The geopolitical crossroads, for its part, is linked to the crisis unfolding within NATO, which began with Trump’s abandonment of Ukraine’s defense, combined with his aspirations to annex Greenland, and exacerbated by the decision to attack Iran—made in concert with Netanyahu—without prior consultation with his European Union partners. The orange president’s threatening bombast has established the People’s Republic of China as a model of peace and a factor of global stability. Xi Jinping’s role has been central given the historic ties between China and Pakistan. Concurrently, the energy crisis has strengthened the Russian Federation by enabling an increase in its gas and crude oil exports. With this war in West Asia, Washington has achieved what it has sabotaged over the past three decades: the expansion of the strategic agreement between Moscow and Beijing. The 2026–2030 five-year plan, published a month ago, proposes advancing preparatory work on the Power of Siberia 2 gas pipeline, which intensifies energy cooperation between the two countries—a situation Henry Kissinger warned was very dangerous.
The economic consequences stem from the rise in international prices for energy, fertilizers, and basic inputs for semiconductor production. The increase in oil, gas, and inputs used for agri-food production generates inflationary pressures that many economies tend to combat in a one-dimensional manner by raising interest rates. This approach typically results in higher interest payments on debt and a consequent decline in economic activity. Despite Trump’s predictable irritation, it is highly likely that the Federal Reserve will move to maintain or raise the current rate, which currently fluctuates between 3.50 and 3.75 percent.

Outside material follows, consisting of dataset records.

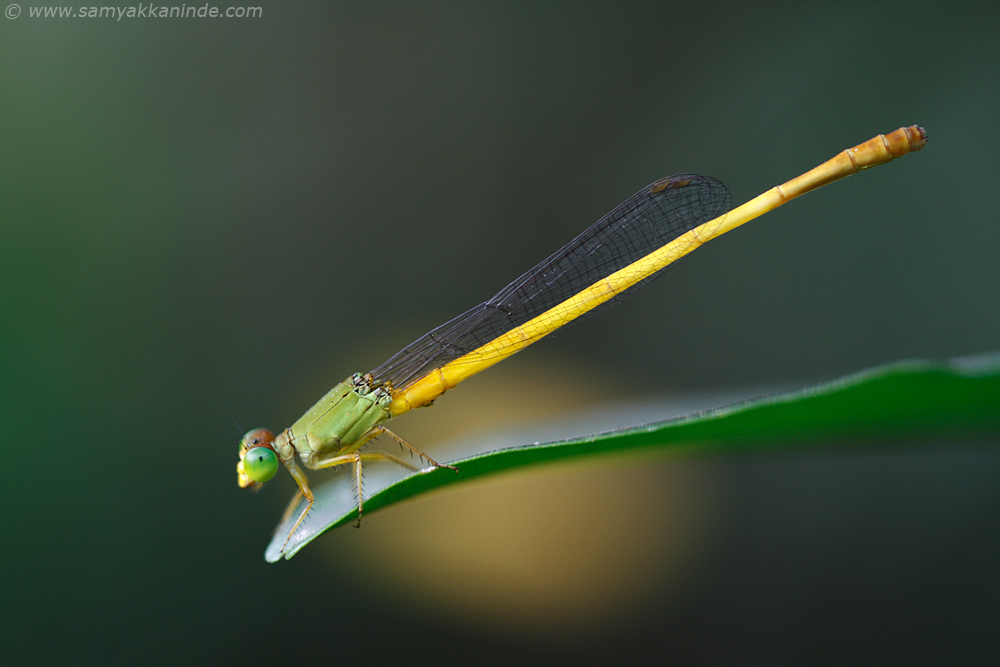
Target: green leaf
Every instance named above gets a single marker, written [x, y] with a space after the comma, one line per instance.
[896, 403]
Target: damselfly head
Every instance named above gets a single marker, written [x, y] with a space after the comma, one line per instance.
[258, 460]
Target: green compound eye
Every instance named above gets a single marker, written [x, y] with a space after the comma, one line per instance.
[260, 464]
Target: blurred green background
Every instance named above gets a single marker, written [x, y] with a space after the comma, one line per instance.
[208, 221]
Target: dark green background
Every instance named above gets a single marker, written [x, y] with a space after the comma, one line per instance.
[209, 220]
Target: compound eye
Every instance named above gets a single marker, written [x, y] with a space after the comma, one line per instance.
[260, 464]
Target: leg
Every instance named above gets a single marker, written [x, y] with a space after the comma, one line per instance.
[379, 430]
[357, 458]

Even if a partial agreement is reached in the negotiations in Islamabad, Trump will remain in a quagmire. The recovery of the energy market and food value chains will not return prices to January 2026 levels. What Americans call “affordability” will continue on its path of widespread impoverishment, in line with the industrial weakness exhibited in comparison to China. This factor will likely be the most significant in relation to the upcoming November elections, where not only legislative sustainability is at stake, but also the possibility of his impeachment. Trump is hanging on to Netanyahu. And Javier Milei is hooked on the U.S. president’s wallet. The rope could snap.